I am trying to understand how vg handles different phenotypes of a diploid organism like 1|0and 1|2 (phased) or 1/0and 1/2 (unphased). Therefore I took a look at your tiniest example data set:

vg construct -v tiny.vcf.gz -r tiny.fa > tiny.vg

vg view -j tiny.vg > tiny.json

But only path x appears in the JSON. What am I missing?

Even the following

vg view -jpnw tiny.vg > tiny.json

Does not solve the issue. I would expect to see at least 3 paths there, right? tiny_SeqTubeMap.pdf

Viewing the graph in dot format:

vg view -dpnw tiny.vg | dot -Tsvg -o tiny.svg

This looks much better in the browser. But still only one real path is drawn. tiny_Dot.pdf

Thanks!

[edawson]

Hey @subwaystation ,

Sorry this has sat a few days. There short answer is that we don't do anything with haplotype info.

Paths in the graph come from the reference ('x' in this example) or the alleles (all those 'alt[a-z0-9]*[0-9]* paths). We currently construct graphs so that all possible haplotypes (not just those that are observed) are present in the graph's structure.

We don't differentiate between phased or unphased genotypes, and if you put two adjacent phased SNPs in you'd get the same structure as with unphased SNPs.
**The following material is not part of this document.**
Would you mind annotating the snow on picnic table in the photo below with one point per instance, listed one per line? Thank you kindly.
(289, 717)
Does that make sense? It's a bit different in design from how a lot of pangenomes / cDBGs do things.

[subwaystation]

Hey @edawson,

thanks, that helped me a lot. Now I understand what is going on.

However, is there any planning to support a more differentiated haplotype model when constructing a graph? Or could you point out to me, why this may not be necessary any more?

[edawson]

Technically, we support labeling the haplotypes as Paths, though it's kind of a nontrivial workflow. You could for example label all phased/unphased haplotypes as such, or (one day) phase using the graph. You could then look at how many reads support a given haplotype and quantify how much of a given sample is present in the reads (e.g. for metagenomics). We do support gPBWT and gBWT queries for indexing paths but that's something either @ekg or @adamnovak would know more about than I.
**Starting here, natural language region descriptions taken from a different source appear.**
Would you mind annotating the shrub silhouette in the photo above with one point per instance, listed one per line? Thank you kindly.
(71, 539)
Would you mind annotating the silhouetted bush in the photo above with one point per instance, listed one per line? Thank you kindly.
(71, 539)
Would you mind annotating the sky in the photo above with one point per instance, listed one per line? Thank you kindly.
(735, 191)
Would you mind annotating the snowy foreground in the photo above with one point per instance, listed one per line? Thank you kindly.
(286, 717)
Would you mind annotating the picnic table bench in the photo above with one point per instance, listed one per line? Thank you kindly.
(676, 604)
There has been discussion at some point about whether to restrict the graph to only supported haplotypes, but then we'd lose the ability to easily map any variation that might break the haplotypes present in the VCF. We haven't yet seen a test case where restricting the graph to only the observed haplotypes or incorporating phasing info would be significantly beneficial.

[adamnovak]

If you want to look at haplotypes from a VCF on a tube map, you can use the --alt-paths option when building the graph with vg construct, and pass the --vcf-phasing option to vg index to load the phased chunks from the VCF into the XG index. Unphased sites will cut a haplotype. Then you need to use the tube map generator in the mode where it pulls from the gPBWT to extract the locally distinct haplotypes.

I think you can also use --write-haps if you only have a few haplotypes to get vg paths for the haplotypes, but then you'd have to get those back into a graph.

[subwaystation]

@edawson I can see now, why all possible haplotypes should be present in the graph, especially when one has the mapping in mind.
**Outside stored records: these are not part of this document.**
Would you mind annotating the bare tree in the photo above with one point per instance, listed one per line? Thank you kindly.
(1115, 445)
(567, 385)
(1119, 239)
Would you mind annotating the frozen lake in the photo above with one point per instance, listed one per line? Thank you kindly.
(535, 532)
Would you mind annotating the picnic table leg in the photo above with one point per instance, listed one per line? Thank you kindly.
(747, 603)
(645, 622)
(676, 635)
However, given the following case: I have a single reference FASTA and a VCF (phased, unphased, can be arbitraty). Now I only want to visualize (a subgraph with) the exact haplotype information that is given in the VCF with e.g. SequenceTubeMap. Here, it would make sense to keep only the paths in the graph that reflect the VCF, right? Or am I later able to select the required paths? As far as I tested your toolkit, the sample names from a VCF are not mapped into the graph structure? @adamnovak How would I proceed here? I tried your advice, but I got stuck at the TubeMapGenerator step because I don't know anything about it. And I was not able to find any information in this repository. The SequenceTubeMap's server names a trace module which seems to be part of vg but I can not find it, either. Thanks for any hints!

By the way, what do you mean by cut a haplotype? Is the path representing that haplotype split into several paths (vertically or horizontally)?

[adamnovak]

Cutting it means that it is split horizontally.

It looks like to use the tube map you need to have some commits from @yoheirosen's fork of vg, where the vg trace command has been implemented. I'm not sure why that hasn't been taken up into master yet.

https://github.com/yoheirosen/vg

The general idea there is you run a server program that runs vg commands to extract parts of your big indexed graph, and the different locally-distinct haplotypes. But it needs a vg with vg trace.

I'm going to open a PR for that right now.

[subwaystation]

Thanks for the detailed explanation guys! 👍

I will try out vg trace when it has landed in the master branch.